Jika perempuan setara dengan laki-laki, lalu apa gunanya fungsi menyusui? Pertanyaan ini sering disangkut-pautkan dengan konsep feminisme sebagai gerakan penghancuran Islam dari dalam. Tuduhan-tuduhan semacam itu membuat saya sering tersenyum geli mendengarnya. Apalagi jika yang mengatakannya adalah seorang perempuan. Lengkap sudah kegelisahan saya.
Banyak yang kurang memahami bahwa penyetaraan lelaki dan perempuan tidak terkait dengan peran-peran sosial yang berlangsung di tengah masyarakat. Adanya pergeseran nilai dari masa ke masa bukan berarti membuat agama berada dalam situasi berbahaya. Sebaliknya, agama bisa menginspirasi kehidupan sosial menuju kehidupan yang adil dan harmonis.

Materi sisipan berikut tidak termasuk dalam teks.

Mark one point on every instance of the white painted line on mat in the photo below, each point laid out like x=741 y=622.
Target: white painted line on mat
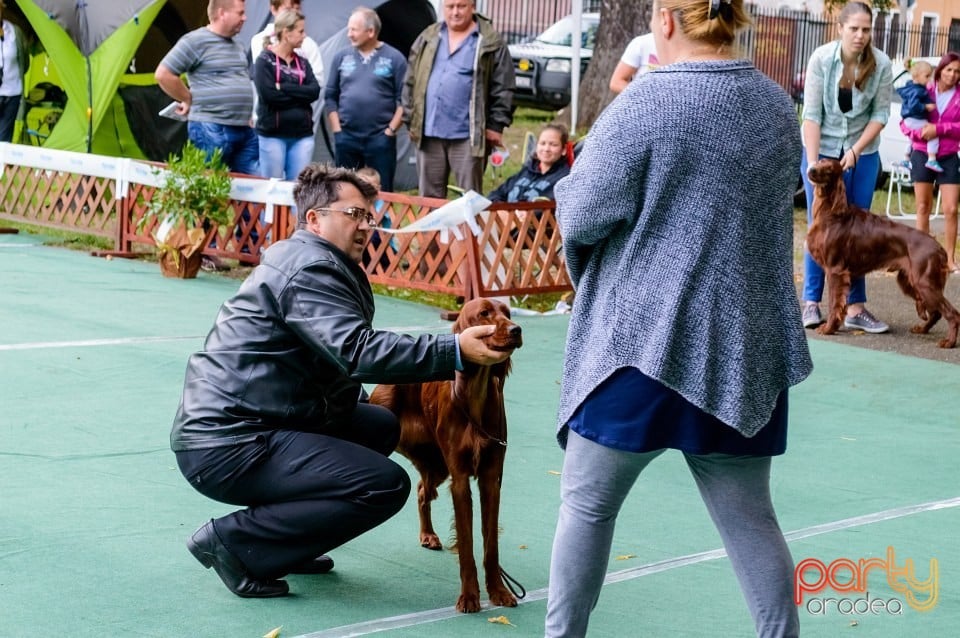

Saya mencontohkan mengenai pilihan seorang perempuan yang berkarir, baik sebagai seorang guru, karyawan, buruh, dan lain sebagainya. Adakah yang salah? Bagi orang-orang yang memandang perempuan sebagai manusia kelas dua yang tidak diberi ruang untuk bekerja, pilihan karir kerap dipermasalahkan. Mereka mengutip sebuah ungkapan bahwa ibu adalah sekolah bagi anaknya. Jika ibunya sibuk kerja, bagaimana seorang anak bisa mendapat pendidikan yang selayaknya didapat dari seorang ibu? Ujung-ujungnya apabila ada seorang anak yang nakal, yang disalahkan adalah ibunya.
Pandangan semacam ini sangat perlu diluruskan karena bisa melegitimasi perlakuan diskriminatif terhadap perempuan. Sementara Islam sebagai agama yang egaliter tidak pernah menempatkan keutamaan umatnya berdasar jenis kelamin, tetapi berdasar ketakwaan (Al-Hujurat ayat 13).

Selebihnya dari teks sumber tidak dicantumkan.